As much as Jake’s volatile presence provides some tangible, albeit high-school-histrionic thrust that propels Star through the movie, the core relationship is with Star and the world around her. For as many stolen glances as Jake and Star exchange, Star stops aching to get back to Jake before the first third of the film, and is running away from him by the halfway point. She runs off with other groups who take her to lavish houses with great liquor, or to oilfields with men who pay her hundreds of dollars to use her for their sexual fetishes. When Star does hitch a ride with truckers, or wealthy cowboys, she always lucks back into meeting with her team, even though she’d rather walk on the side of the freeway to get to the next truck stop, or wake up early to hang out with a bear. What makes Star so refreshing is that she’s not simply a vessel for some cinema vérité postcard imagery, capturing millennial debauchery. She’s a rebel. She sticks up for herself. She’s allowed to have reckless sex with the guy that we know could do some serious long-term damage. Whenever we see consequences for Star, they’re a reflection of where she fits into her own experiences–again, part of the insular feel of the film. Star is an explorer all her own, and exists only to move herself forward.

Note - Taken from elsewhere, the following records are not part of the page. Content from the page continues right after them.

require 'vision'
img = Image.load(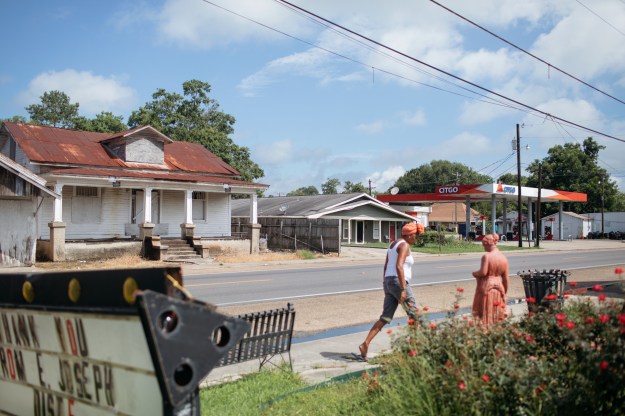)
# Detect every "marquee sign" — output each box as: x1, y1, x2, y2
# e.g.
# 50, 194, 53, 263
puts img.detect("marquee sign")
0, 268, 248, 416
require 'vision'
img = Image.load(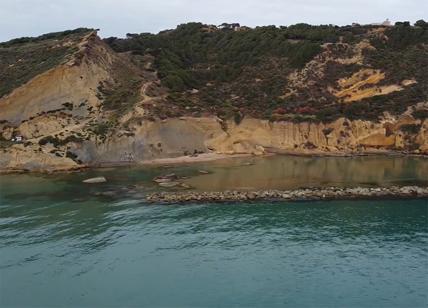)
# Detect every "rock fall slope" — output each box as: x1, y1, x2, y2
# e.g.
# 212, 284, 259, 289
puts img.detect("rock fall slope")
0, 20, 428, 171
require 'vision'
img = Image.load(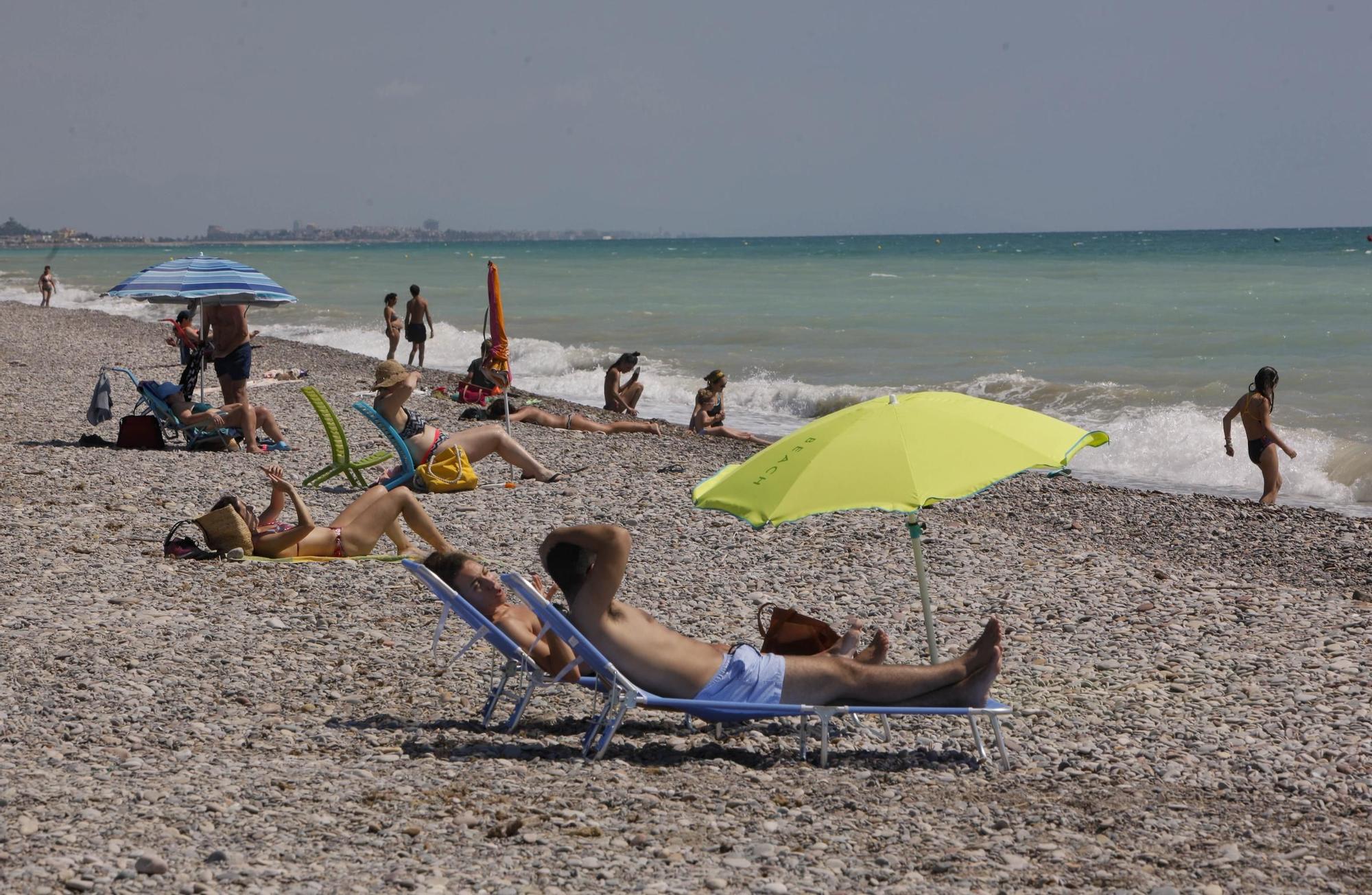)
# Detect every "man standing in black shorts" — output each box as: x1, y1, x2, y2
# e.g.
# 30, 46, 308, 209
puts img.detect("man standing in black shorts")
405, 286, 434, 369
203, 305, 252, 404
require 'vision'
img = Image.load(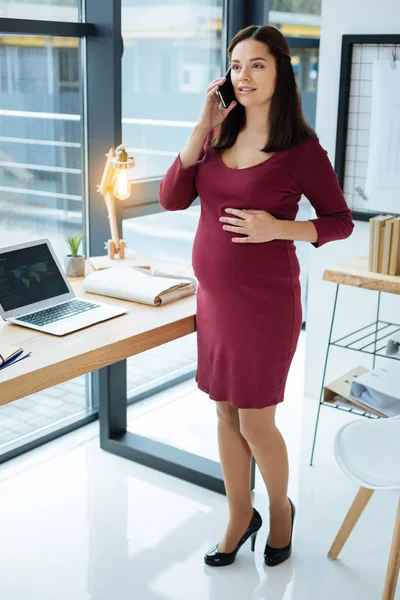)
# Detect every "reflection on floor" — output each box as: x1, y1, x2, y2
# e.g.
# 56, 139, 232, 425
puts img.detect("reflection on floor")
0, 340, 400, 600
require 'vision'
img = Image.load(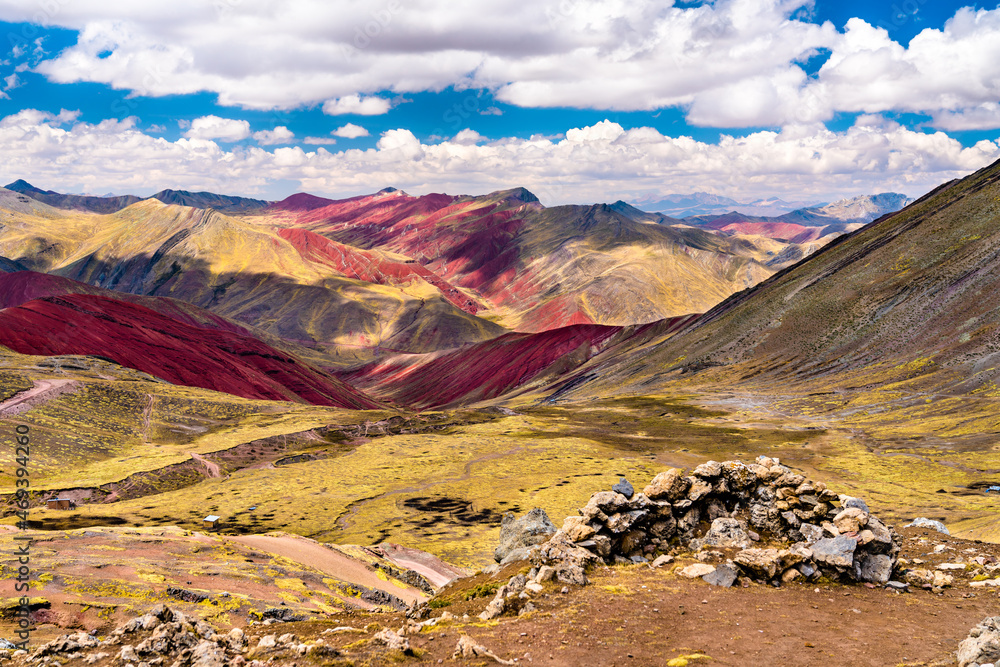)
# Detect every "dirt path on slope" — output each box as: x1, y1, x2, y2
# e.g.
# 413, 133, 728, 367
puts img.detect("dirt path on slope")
188, 452, 222, 477
225, 535, 427, 604
0, 380, 83, 417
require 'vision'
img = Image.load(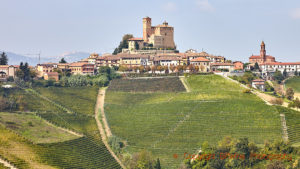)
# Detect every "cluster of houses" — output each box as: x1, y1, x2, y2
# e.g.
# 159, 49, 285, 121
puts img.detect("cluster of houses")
36, 52, 243, 79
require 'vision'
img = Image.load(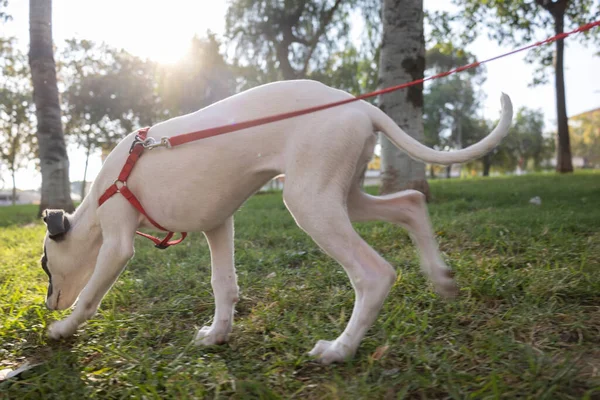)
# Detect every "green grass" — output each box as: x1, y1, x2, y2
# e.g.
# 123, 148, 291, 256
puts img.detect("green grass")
0, 173, 600, 399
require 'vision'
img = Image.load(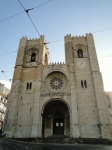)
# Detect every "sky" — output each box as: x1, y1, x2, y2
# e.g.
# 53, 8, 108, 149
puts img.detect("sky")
0, 0, 112, 91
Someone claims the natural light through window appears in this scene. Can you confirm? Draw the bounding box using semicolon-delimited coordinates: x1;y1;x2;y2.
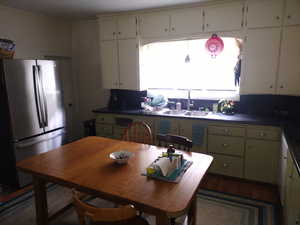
141;38;240;97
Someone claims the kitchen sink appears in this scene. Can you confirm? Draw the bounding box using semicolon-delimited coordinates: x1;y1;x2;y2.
184;111;208;116
163;109;187;115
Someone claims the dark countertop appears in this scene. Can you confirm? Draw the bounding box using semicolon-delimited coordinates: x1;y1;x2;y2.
93;108;287;126
93;108;300;176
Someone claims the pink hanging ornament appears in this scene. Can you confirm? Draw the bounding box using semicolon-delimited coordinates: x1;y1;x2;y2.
205;34;224;58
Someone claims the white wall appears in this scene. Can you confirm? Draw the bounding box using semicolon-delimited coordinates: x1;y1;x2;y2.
0;5;72;58
72;20;109;132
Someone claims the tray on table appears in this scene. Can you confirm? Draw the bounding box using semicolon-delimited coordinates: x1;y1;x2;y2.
142;159;193;183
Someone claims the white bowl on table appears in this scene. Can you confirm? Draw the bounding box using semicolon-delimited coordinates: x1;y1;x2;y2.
109;151;134;164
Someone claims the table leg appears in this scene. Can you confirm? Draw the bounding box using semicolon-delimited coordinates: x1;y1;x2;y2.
156;214;170;225
33;176;48;225
188;195;197;225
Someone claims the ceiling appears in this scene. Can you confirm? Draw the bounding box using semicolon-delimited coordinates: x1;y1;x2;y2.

American Honey is hardly the first arthouse film about young people hopping from place to place as an exercise in self-discovery. From Two-Lane Blacktop, to Y Tu Mama Tambien, to anything vaguely riffing on Kerouac’s On the Road, American Honey treads quite a bit of familiar storytelling. But few films look and feel so real. Andrea Arnold’s travelogue of flyover states is not so loving that the film glorifies poverty, or wants us to root for these obnoxious hustlers who’ve got nothing better to do than make up stories that’ll score them a few hundred dollars, most of which they can’t even keep. Instead, we’re just happy when these characters are happy, and we’re distressed when they’re distressed. In that sense, American Honey is a less-nimble version of Spring Breakers–another, very underrated, treatise on the current generation. Still, American Honey is a grand, often magical, occasionally plodding, but moving journey. This is a film without a clear formula or path, but that finds a way into the soul, nonetheless.